Proteinler hücre içinde serbestçe yüzmezler; aksine hücre içindeki hareketleri son derece kontrollüdür. Bir evin odalarında olduğu gibi hücrenin de bölmeleri vardır. Hücre bölmelerinin duvarları da "kapı" ve kimyasal "alıcı"larla donanmıştır. Eğer doğru "kimlik etiketine" sahip bir protein yaklaşırsa, alıcı kapıyı açar ve proteinin aradan geçmesine izin verir. Eğer yanlış etiketli bir protein gelirse, kapı kapalı kalır. Bu geçişin gerçekleşmesi için kapı, alıcı ve etiketin aynı anda bulunması gerekir. Bu işlemlerin en net görüldüğü yer ise vücudun en büyük iç organı olan ve karbonhidrat, protein gibi kandaki hayati besinlerin seviyesini kontrol eden karaciğerdir. Eğer karaciğer hücrelerinin zarlarında kapı, alıcı ve etiket aynı anda bulunmasa, karaciğer dolayısıyla vücut canlılığını sürdüremezdi. Üstelik bu, canlılık için gerekli olan koşullardan sadece bir tanesidir.
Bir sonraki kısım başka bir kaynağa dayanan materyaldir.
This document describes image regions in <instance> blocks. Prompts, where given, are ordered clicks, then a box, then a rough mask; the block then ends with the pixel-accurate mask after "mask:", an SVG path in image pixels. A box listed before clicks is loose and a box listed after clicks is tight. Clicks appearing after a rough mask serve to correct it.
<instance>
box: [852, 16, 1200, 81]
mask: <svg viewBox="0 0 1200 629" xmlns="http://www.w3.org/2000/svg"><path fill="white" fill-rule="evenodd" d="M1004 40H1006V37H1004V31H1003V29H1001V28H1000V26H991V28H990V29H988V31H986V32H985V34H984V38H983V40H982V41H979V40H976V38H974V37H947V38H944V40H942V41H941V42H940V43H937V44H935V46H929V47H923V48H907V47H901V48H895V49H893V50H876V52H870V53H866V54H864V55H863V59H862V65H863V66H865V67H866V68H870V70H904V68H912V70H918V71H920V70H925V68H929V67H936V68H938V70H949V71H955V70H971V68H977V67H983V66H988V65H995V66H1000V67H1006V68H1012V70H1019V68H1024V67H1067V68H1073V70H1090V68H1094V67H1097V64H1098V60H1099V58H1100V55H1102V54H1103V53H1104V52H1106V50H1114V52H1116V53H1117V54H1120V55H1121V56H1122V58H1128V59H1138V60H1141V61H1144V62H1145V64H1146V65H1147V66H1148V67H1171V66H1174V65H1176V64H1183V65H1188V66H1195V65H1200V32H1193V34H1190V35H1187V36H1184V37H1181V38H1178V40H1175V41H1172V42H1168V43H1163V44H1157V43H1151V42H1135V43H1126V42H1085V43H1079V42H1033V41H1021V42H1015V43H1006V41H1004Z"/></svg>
Önceki bölümlerde hücre zarındaki proteinlerden bir kısmının kanallar şeklinde görev edindiklerinden bahsetmiştik. Maddelerin bu kanallardan geçişi kanalın çapı, şekli ve iç yüzeyindeki elektriksel yük gibi özelliklere göre farklılık gösterir. Oklahoma Üniversitesi'nden biyokimyager Phillip Klebba, Ulusal Bilimler Akademisi'nin desteğiyle yürüttüğü deneyler sonucunda, hücre zarı proteinlerinin hücreye girişi düzenleyen dış kapılar-geçitler şeklinde davrandıklarını ve bu giriş kapılarının hücrenin büyümesi için ihtiyaç duyduğu maddeleri tanıdığını ortaya koymuştur. Ayrıca bu kapıların hücrelerin içine malzeme almasına izin verdikten sonra kapandıklarını, böylece hücrenin gereksiz ve zehirli maddelerin girişini önlerken, ihtiyaç duyduğu molekülleri aldığını tespit etmiştir. Science dergisinin 23 Mayıs 1997 tarihli sayısında da yayınlanan bu tespitlere göre, hücre zarı proteinleri durağan, pasif boşluklar oluşturmazlar; aksine ortamı hissedebilen dinamik varlıklar gibi hareket ederler ve hücrenin büyümesi için gerekli olan maddeleri alırlar.42

Kısacası protein kanallarının kapıları, kanallardan nelerin geçeceğine dair kontrolü sağlar. Bilim adamlarının bu konu ile ilgili açıklamalarına baktığımızda şuurlu bir sistemden bahsediyormuş gibi, "seçmek, hissetmek, algılamak, izin vermek, tanımak" gibi bilinçli varlıklara ait filler kullanırlar. Kuşkusuz sistemi oluşturan parçalar, -atomlar, amino asitler, proteinler,...- hangi büyüklükte ve fonksiyonda olurlarsa olsunlar hep şuursuzdur. Ancak ortaya çıkan mekanizma ya da sistem şuurlu faaliyetlerden oluşur. Karşımıza çıkan bu üstün bilinç, herşeyin Yaratıcısı olan ve her yeri sarıp kuşatan Yüce Rabbimiz'e aittir.